What is stochastic approximation? As its name suggests, it is a method that uses data to approximate (typically) expectations. For example, suppose
\begin{align*}
w=\mathbb{E}[X]
\end{align*}
where $X$ is a random variable. If we have some iid samples of $X$ as $\{x_i\}$, then we can estimate $w$ by
\begin{align*}
w_{k+1}=w_k-a _k(w_k-x_k).
\end{align*}
Here, you note that $a _k$ is time-varying instead of a constant. In fact, in order to ensure the (almost surely) convergence of $w_k$, a necessary condition is
\begin{align*}
\sum_k a _k&=\infty\\
\sum_k a_k^2&<\infty
\end{align*}
Why such a condition is required? A rigorous proof can be found in Robbins-Monro Algorithm. Here, I merely show some intuition why it is necessary.

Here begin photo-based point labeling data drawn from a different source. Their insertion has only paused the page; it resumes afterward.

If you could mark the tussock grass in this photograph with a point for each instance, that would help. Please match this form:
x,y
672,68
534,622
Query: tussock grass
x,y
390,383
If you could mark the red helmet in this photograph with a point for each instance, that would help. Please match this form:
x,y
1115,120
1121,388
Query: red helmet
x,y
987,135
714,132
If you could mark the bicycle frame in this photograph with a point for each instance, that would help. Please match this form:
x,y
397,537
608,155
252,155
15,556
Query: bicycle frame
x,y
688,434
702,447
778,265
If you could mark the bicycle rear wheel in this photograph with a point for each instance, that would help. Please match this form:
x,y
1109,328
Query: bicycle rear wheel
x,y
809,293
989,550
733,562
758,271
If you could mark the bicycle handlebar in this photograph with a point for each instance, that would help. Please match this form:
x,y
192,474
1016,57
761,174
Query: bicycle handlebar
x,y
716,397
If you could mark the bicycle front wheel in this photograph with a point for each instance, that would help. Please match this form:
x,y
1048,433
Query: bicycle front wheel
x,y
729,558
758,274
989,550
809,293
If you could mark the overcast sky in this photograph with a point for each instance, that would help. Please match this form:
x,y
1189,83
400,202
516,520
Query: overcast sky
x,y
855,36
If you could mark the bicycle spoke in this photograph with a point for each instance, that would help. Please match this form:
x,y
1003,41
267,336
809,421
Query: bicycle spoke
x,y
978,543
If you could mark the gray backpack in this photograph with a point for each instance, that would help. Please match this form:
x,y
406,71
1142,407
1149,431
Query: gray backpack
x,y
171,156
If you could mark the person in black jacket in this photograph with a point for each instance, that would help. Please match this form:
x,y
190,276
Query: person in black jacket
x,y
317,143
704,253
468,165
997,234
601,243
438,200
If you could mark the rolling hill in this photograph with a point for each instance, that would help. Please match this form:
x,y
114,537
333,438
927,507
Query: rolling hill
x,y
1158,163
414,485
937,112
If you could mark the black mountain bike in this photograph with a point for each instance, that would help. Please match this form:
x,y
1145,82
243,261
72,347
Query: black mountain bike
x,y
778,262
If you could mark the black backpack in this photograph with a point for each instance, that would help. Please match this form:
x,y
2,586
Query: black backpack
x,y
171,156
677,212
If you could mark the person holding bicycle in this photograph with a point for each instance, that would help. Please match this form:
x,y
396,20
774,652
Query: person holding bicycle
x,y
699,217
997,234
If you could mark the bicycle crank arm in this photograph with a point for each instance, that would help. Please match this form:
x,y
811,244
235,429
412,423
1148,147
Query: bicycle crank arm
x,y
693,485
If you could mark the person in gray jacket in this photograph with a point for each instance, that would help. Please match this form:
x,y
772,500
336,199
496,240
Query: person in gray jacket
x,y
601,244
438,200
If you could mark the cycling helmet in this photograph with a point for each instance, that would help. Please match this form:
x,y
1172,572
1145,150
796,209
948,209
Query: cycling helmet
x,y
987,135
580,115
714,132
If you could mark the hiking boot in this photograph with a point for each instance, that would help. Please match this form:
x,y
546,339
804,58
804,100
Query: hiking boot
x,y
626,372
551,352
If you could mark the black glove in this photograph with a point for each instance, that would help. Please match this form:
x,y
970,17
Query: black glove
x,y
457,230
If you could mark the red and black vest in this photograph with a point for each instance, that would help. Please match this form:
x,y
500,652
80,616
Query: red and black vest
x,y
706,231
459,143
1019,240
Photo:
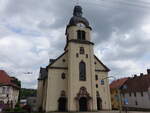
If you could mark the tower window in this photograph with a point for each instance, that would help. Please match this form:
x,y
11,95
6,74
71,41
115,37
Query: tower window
x,y
86,55
63,60
96,77
63,76
77,55
82,71
102,82
81,50
142,93
80,35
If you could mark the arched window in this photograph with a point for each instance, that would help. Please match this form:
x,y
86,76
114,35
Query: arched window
x,y
96,77
82,71
63,76
81,50
80,35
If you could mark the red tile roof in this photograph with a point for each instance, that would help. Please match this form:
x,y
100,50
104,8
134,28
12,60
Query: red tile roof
x,y
5,79
118,83
138,83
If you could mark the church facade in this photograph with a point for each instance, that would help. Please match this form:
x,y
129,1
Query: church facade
x,y
76,80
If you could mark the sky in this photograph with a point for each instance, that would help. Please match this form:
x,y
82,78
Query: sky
x,y
33,31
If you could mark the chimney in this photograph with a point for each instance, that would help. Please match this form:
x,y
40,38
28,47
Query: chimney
x,y
51,61
148,71
141,74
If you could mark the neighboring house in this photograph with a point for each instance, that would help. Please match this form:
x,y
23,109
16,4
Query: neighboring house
x,y
115,92
9,89
136,92
76,80
23,102
31,101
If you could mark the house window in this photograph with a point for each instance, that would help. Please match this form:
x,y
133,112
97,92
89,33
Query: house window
x,y
96,77
81,50
82,71
80,35
135,94
102,82
63,76
142,93
96,85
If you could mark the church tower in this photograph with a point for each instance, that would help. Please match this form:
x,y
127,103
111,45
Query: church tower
x,y
80,63
75,81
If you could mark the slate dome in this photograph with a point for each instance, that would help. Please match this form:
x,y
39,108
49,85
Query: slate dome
x,y
77,17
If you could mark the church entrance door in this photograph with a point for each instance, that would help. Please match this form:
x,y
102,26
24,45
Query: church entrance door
x,y
99,103
83,104
62,102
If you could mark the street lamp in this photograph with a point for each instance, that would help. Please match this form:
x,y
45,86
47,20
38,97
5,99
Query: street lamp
x,y
118,92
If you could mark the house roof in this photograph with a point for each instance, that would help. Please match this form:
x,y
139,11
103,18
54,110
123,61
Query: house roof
x,y
43,73
107,69
5,79
138,83
118,83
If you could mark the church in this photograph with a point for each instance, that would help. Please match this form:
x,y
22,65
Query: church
x,y
77,79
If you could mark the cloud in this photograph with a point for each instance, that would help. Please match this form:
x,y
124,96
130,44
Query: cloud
x,y
32,31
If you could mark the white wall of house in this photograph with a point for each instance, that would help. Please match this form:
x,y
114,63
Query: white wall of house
x,y
138,101
9,93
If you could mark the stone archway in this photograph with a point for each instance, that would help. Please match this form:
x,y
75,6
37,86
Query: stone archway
x,y
83,100
99,101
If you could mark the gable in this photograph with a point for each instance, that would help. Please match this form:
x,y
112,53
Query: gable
x,y
99,65
60,62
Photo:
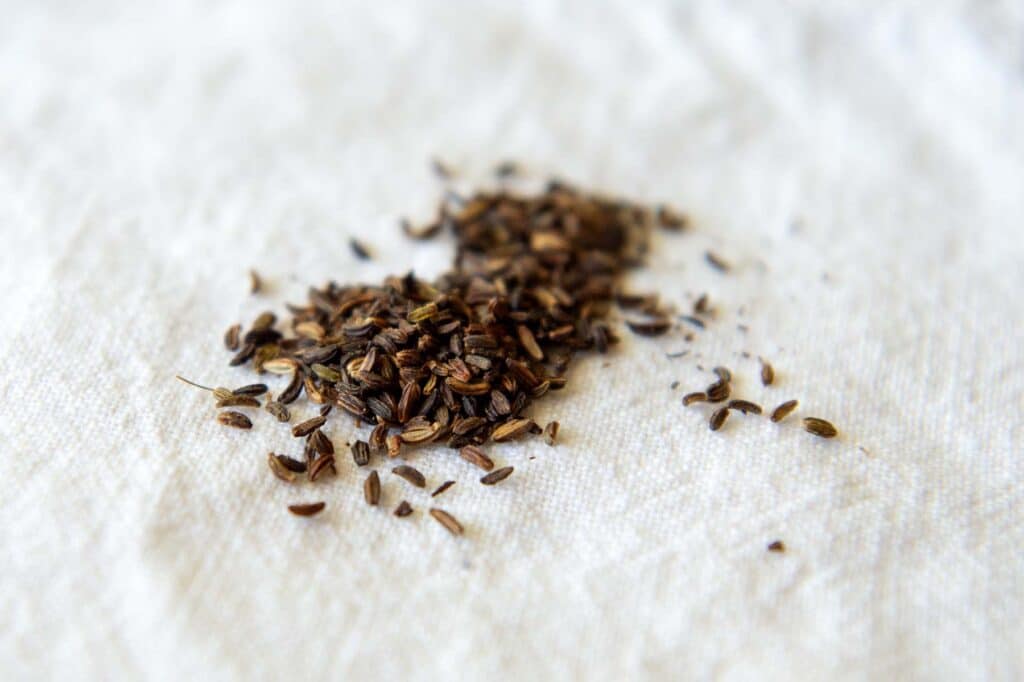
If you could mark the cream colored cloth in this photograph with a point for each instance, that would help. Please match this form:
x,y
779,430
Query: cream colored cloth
x,y
860,164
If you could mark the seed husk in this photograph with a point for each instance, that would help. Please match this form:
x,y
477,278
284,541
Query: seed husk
x,y
497,475
308,509
819,427
449,521
443,486
744,407
476,457
411,474
782,411
718,419
372,488
690,398
305,428
235,419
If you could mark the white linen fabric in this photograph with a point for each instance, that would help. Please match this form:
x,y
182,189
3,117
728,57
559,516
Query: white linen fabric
x,y
860,164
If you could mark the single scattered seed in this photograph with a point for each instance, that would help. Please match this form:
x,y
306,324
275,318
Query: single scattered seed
x,y
449,521
744,407
372,488
236,419
476,457
497,476
307,510
690,398
443,486
411,474
783,411
360,453
551,433
358,250
716,261
819,427
307,427
718,419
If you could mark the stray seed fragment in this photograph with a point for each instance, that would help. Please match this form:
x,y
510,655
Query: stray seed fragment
x,y
411,474
372,488
497,476
307,510
744,407
443,486
476,457
782,411
819,427
718,419
449,521
236,419
307,427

- First, $\sum_{k=1}^\infty a_k=\infty$ says that have $a_k$ should be sufficiently large in order to counter arbitrary initial conditions. In particular, the mathematically reasoning is as follows: hypothetically if $\sum_{k=1}^\infty a_k<\infty$, and also $\delta_k\doteq w_k-x_k$ is bounded, we have $\sum_{k=1}^\infty a_k \delta_k<\infty$. As a result, the difference between $w_\infty$ and $w_1$ is bounded. If the initial condition is very far from the solution, then it is not able to converge to the true solution.
- Secondly, the condition of $\sum_k a _k^2<\infty$ says that $a_k$ should converge to zero. In particular, mathematically, the difference between $w_k$ and $w_{k+1}$is $a_k\delta_k$. If $a_k$ does not go to zero, then $w_k$ and $w_{k+1}$ will still fluctuate significantly after when $k$ is very large.
Of course, if $a_k=\alpha$ is constant, then $\sum_k a _k^2<\infty$ is not satisfied.
Now, let's come back to the TD algorithm. In fact, it can be viewed as a stochastic approximation algorithm. In particular, recall that the Bellman equation is
\begin{align}
v_\pi(s)=\mathbb{E}[R+\gamma v_\pi(S')|s],\quad \forall s
\end{align}
If we write $X\doteq R+\gamma v_\pi(S')$, then it becomes $v_\pi(s)=\mathbb{E}[X|s]$, which is very similar to the case of $w=\mathbb{E}[X]$. Hence, the stochastic approximation algorithm solve such a equation using data is
\begin{align}\label{eq_SAAlgorithmSolvingBellmanEquation}
v_{t+1}(s_t)
&=v_t(s_t)-a _t(s_t)[v_t(s_t)-(r_t+\gamma v_t(s_{t+1}))],\qquad t=1,2,\dots
\end{align}
Now, you may see how TD is obtained and why the step size should be $a _t(s_t)$ instead of a constant.